Francis Irénée du Pont (December 3, 1873 - March 16, 1942) was an American chemist and executive at the E.I. du Pont de Nemours Company. He was the great grandson of its founder, Éleuthère Irénée du Pont.

==Biography==
Francis I. du Pont was the eldest son of Francis Gurney du Pont and Elise Wigfall Simons. He was born and grew up at Hagley, near Greenville, Delaware, attended the University of Pennsylvania and graduated from Yale University’s Sheffield Scientific School in 1895. He was placed at his father's Carney's Point, New Jersey facility, where he joined in the research into the development of the new smokeless powder. This product was high sought after as the military was moving towards its use. He was known for his scientific expertise and managerial abilities, became superintendent of Carney's Point, and was the first head of DuPont’s new Experimental Station research facility in 1904.

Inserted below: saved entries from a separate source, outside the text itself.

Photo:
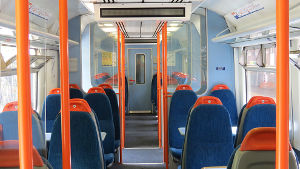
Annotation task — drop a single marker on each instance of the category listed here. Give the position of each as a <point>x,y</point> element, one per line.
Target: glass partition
<point>187,54</point>
<point>104,51</point>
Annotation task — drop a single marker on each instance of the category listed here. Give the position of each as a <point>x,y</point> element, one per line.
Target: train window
<point>269,55</point>
<point>261,80</point>
<point>261,84</point>
<point>104,61</point>
<point>140,69</point>
<point>252,55</point>
<point>187,53</point>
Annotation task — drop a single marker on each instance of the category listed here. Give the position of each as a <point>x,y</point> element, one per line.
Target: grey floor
<point>141,144</point>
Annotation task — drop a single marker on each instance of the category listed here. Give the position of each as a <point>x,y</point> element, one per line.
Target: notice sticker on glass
<point>247,10</point>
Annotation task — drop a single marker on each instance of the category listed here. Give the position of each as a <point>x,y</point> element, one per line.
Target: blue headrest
<point>261,115</point>
<point>208,140</point>
<point>181,103</point>
<point>75,93</point>
<point>51,108</point>
<point>100,103</point>
<point>86,149</point>
<point>115,111</point>
<point>227,98</point>
<point>9,122</point>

When the company was reorganized following its purchase by the three cousins, Alfred I. du Pont, Pierre S. du Pont, and T. Coleman du Pont in 1903, Francis I. du Pont was named to the Board of Directors and Executive Committee. With T. Coleman du Pont as President the company continued to grow, but within a few years Pierre S. du Pont became the acting president and effective leader of the company. In 1914, with the outbreak of World War I and the declining health of T. Coleman du Pont, Pierre and Coleman sought a way to have the company buy Coleman's share of the company and redistribute it to some of the most highly valued non-family members in the company management. This effort, along with other more personal factors, touched off a full scale break between the cousins. Francis sided with Alfred I. du Pont in the contest, but by 1916 they had lost control and Francis lost his seat on the Board of Directors.

After leaving the company, he and his brother, Ernest du Pont, organized the U.S.F. Powder Company, which produced for the U.S. Navy a flashless powder for cannon. In 1922 he became Treasurer for the du Pont Motor Company and, with his son, Edmund du Pont, founded a Wall Street brokerage in 1931.

In 1913, he published, through Saylor Show Print, Wilmington, DE, "Taxation: A Treatise written by F. I. DuPont" developing the ideas of Henry George (1839-1897), the Philadelphia-born author of "Progress and Poverty," which remains the best-selling book ever on political economy. In his treatise, he examines various potential tax bases, and concludes that taxation of privilege, through taxation of land value, is the most desirable alternative. He calls land speculation "a gross misuse of the power of government" that ought to be abolished by taxation, in order to create prosperity. He ran unsuccessfully for Mayor of Wilmington on that platform on the Progressive ticket.

Du Pont was elected to the American Philosophical Society in 1942.

Francis I. du Pont died on March 16, 1942.